# Bytewax Changelog

All notable changes to this project will be documented in this file.
For help with updating to new Bytewax versions, please see the
[migration guide](https://bytewax.io/docs/reference/migration).

## Latest

__Add any extra change notes here and we'll put them in the release
notes on GitHub when we make a new release.__

## v0.21.1

- `join_window` operator now supports using stream-order via the
  `ordered` parameter.

- Windowing operators now correctly respect `now_getter` and
  `to_system_utc` in `EventClock`.

- Fixes an issue where the runtime would not properly report the
  correct exception being raised by dataflow code.

- Fixes a bug where window closing will be delayed if using event time
  and all values for a key fall into a single window and event
  timestamps are within `wait_for_system_duration` of each other.
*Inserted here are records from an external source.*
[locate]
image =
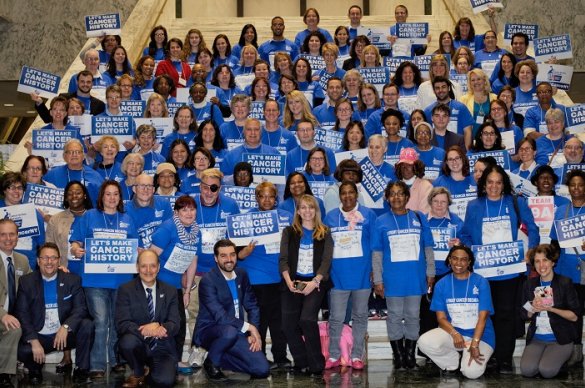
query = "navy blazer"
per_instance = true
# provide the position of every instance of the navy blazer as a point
(30, 303)
(216, 305)
(132, 308)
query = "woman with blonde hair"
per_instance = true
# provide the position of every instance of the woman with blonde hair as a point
(156, 107)
(477, 99)
(192, 44)
(297, 108)
(439, 67)
(306, 250)
(370, 57)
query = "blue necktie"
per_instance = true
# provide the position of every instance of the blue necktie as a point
(11, 286)
(151, 341)
(150, 304)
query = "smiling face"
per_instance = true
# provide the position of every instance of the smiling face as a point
(440, 205)
(75, 197)
(494, 185)
(392, 126)
(376, 150)
(34, 171)
(347, 197)
(111, 199)
(459, 261)
(297, 186)
(186, 215)
(109, 151)
(48, 261)
(179, 155)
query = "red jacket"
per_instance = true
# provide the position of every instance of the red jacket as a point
(167, 67)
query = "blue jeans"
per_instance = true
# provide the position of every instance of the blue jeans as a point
(101, 303)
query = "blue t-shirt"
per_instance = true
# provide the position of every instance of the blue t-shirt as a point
(451, 294)
(167, 238)
(402, 240)
(262, 263)
(94, 224)
(352, 262)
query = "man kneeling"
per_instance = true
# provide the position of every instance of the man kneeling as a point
(224, 294)
(53, 316)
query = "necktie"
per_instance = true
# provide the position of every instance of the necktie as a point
(150, 304)
(11, 286)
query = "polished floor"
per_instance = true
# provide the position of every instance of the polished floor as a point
(378, 373)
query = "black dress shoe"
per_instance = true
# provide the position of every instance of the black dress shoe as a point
(5, 380)
(506, 368)
(81, 376)
(64, 368)
(212, 371)
(35, 377)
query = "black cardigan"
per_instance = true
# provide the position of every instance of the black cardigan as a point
(289, 253)
(565, 298)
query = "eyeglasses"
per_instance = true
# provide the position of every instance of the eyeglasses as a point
(397, 195)
(144, 187)
(49, 258)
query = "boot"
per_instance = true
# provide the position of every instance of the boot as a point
(409, 359)
(398, 354)
(576, 356)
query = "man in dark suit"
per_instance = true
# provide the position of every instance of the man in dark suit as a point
(147, 320)
(442, 137)
(224, 294)
(12, 266)
(84, 85)
(53, 315)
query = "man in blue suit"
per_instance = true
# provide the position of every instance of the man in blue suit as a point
(53, 315)
(147, 320)
(224, 294)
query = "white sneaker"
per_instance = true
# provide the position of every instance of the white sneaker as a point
(197, 357)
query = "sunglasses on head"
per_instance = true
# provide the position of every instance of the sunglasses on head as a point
(212, 187)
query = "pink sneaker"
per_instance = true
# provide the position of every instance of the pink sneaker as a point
(331, 363)
(357, 364)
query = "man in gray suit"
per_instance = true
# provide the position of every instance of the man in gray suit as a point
(12, 266)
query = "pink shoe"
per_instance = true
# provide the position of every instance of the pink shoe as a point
(331, 363)
(357, 364)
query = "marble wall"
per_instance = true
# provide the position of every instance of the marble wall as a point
(48, 34)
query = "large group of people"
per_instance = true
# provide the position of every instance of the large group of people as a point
(399, 193)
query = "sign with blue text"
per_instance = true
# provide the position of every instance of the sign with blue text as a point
(24, 216)
(121, 127)
(38, 81)
(267, 167)
(244, 196)
(571, 232)
(100, 25)
(261, 227)
(414, 33)
(499, 259)
(553, 47)
(110, 255)
(47, 199)
(483, 5)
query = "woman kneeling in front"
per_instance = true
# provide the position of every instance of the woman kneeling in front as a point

- Fixes a bug where using `EventClock` on macOS systems would randomly
  assert.

## v0.21.0

- {py:obj}`~bytewax.inputs.SimplePollingSource` now allows you to
  retain state to support at-least-once delivery.

- Fixes a bug when using
  {py:obj}`~bytewax.operators.windowing.SlidingWindower` where values
  would be assigned to an extra window if their timestamps were near
  the end of the correct window.

- Upstream type hints on
  {py:obj}`bytewax.connectors.kafka.operators.serialize_key`,
  {py:obj}`~bytewax.connectors.kafka.operators.serialize_value`, and
  {py:obj}`~bytewax.connectors.kafka.operators.serialize` have been
  made more broad to support all Kafka serializers, like
  {py:obj}`confluent_kafka.serialization.StringSerializer`.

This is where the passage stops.